Lucio Corsi is not your typical Eurovision act. Raised in the Maremma region — what he calls “Italy’s Wild West” — Corsi grew up surrounded by trees, horses, and a profound sense of outsiderness.

He’s the son of a painter mother and a leather craftsman father. His early influences include The Blues Brothers, which first got him interested in music. He’s also previously described his emotional connection to nature: “I have an infatuation with trees because I’ve always been surrounded by them. I have an oak tree near my house that has been my reference point since I was a child”.

Sanremo, harmonica hijinks, and rule bending

Corsi wasn’t supposed to be here. He came second at Sanremo 2025, and only stepped up to Eurovision duty when winner Olly declined. But unlike many second-placers handed the mic, Corsi didn’t water anything down.

In fact, he immediately tested the contest’s rules by insisting on playing his harmonica live. Under Eurovision’s regulations, only vocals can be performed live. Everything else is pre-recorded. Corsi spotted a loophole.

“The harmonica doesn’t need to be amplified through a jack,” he explained during the 16 May press conference. “I’m not trying to be controversial. I simply asked if it could be done because it’s amplified by the microphone, as the voice is the only live element allowed. I thought, ‘We’re on a stage, and if there’s a chance to play an instrument, I want to do it’”.

So, in a contest increasingly built around track-synced choreography and immaculate sound design, Lucio Corsi will play a harmonica live. Eurovision, but make it outlaw folk.

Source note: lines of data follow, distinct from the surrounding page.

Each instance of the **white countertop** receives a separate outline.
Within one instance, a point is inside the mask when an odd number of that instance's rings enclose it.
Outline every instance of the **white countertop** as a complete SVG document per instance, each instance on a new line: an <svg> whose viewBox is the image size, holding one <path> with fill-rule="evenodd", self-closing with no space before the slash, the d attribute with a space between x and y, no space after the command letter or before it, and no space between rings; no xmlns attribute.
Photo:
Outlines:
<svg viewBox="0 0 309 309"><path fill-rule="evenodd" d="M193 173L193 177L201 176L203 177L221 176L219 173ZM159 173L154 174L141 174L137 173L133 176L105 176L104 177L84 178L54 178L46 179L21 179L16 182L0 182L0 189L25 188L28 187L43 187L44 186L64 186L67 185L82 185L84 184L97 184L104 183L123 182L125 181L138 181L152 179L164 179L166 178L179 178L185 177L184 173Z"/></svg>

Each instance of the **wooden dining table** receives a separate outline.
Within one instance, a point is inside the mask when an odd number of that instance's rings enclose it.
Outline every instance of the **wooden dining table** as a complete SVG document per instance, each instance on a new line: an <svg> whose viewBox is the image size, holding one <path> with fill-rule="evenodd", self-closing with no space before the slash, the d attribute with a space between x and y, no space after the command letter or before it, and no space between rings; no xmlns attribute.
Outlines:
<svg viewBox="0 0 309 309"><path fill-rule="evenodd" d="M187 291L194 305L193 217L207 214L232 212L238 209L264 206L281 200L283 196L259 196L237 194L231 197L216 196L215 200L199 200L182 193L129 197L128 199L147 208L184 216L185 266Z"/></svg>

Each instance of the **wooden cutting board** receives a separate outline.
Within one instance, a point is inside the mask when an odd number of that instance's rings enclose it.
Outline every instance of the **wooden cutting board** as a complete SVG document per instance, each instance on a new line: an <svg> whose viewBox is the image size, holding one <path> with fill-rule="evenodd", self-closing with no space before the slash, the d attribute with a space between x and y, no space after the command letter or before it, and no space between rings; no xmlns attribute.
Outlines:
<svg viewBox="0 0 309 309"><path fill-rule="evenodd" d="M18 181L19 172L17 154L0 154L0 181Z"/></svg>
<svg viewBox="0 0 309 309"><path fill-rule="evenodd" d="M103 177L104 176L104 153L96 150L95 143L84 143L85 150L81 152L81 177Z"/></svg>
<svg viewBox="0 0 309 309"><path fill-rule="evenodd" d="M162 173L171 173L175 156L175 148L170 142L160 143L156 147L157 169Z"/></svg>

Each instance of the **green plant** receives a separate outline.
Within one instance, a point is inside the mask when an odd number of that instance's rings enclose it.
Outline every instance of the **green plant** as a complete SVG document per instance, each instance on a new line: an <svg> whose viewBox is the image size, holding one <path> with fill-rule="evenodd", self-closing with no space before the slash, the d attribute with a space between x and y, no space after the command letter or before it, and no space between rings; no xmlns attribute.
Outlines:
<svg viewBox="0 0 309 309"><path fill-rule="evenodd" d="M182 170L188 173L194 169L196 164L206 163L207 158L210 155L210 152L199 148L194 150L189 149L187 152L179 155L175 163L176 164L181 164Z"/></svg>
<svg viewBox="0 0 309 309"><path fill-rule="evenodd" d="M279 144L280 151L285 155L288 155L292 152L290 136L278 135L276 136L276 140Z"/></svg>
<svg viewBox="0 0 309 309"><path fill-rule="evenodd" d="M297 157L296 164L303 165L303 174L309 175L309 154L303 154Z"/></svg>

The song: glam on the outside, fragile on the inside

Volevo Essere Un Duro sounds like a glam rock anthem. But listen — or better yet, read the on-screen subtitles. It’s a song about pretending to be tough while quietly falling apart. About being a man, whatever that means, and not quite managing it.

To make the performance more accessible, Italy is running the English translation on screen during the live show.

“We aimed for clarity and immediacy rather than complexity,” Corsi told Billboard when asked about the decision to keep things simple and poetic.

The song’s instrumentation — performed tonight with full-size amps, a distorted piano, and no visible dancers — is a throwback to when Eurovision was more song contest and less stunt arena.

Guitar in one hand, press pass in the other

On 16 May, Corsi gatecrashed the press centre with a surprise performance. Just him, a guitar, his harmonica, and his long-time musical partner Tommaso Ottomano. No staging, no drama. Just voice and vibe.

“When I’m travelling, I always have with me my friend, photographer, English teacher — Francis Delacroix. I do everything,” he joked during his Eurovision podcast appearance.

If you’re picturing some polished media entourage, think again. Corsi’s crew is a handful of mates, a suitcase full of fraying jackets, and one camera.

Win? lose? who cares?

“It’s not a competition. It makes no sense how one can compete in music. It’s not a sport,” Corsi told Billboard, just in case anyone thought he was gunning for the trophy.

What matters to him isn’t the scoreboard. It’s the exchange of ideas, stories, culture. He’s spent time in Basel chatting with Portugal’s Napa and striking up backstage conversations with Australia’s Gojo and Estonia’s Tommy Cash.

And honestly? In a field of plastic politics and glittery clichés, Corsi might be the closest this year’s contest gets to actual art.

What comes next?

He’s already got a national fanbase. His recent shows in Milan were sold out. Reviews called him “a surrealist in sequins” and “a Benigni for the indie age”.

He knows this Eurovision moment is fleeting — but he’s grounded. “I’m happy to have been discovered only now,” he told La Repubblica. “It means I played a good game of hide-and-seek”.

Lucio Corsi won’t be everyone’s cup of espresso. But that’s not the point. In a sea of calculated pop perfection, here comes a Tuscan cowboy, singing about masculinity and heartbreak with a harmonica and a bag of crisps stitched to his blazer.

It’s messy. It’s romantic. It’s very, very Italian.

And it might just be the most interesting thing at Eurovision this year.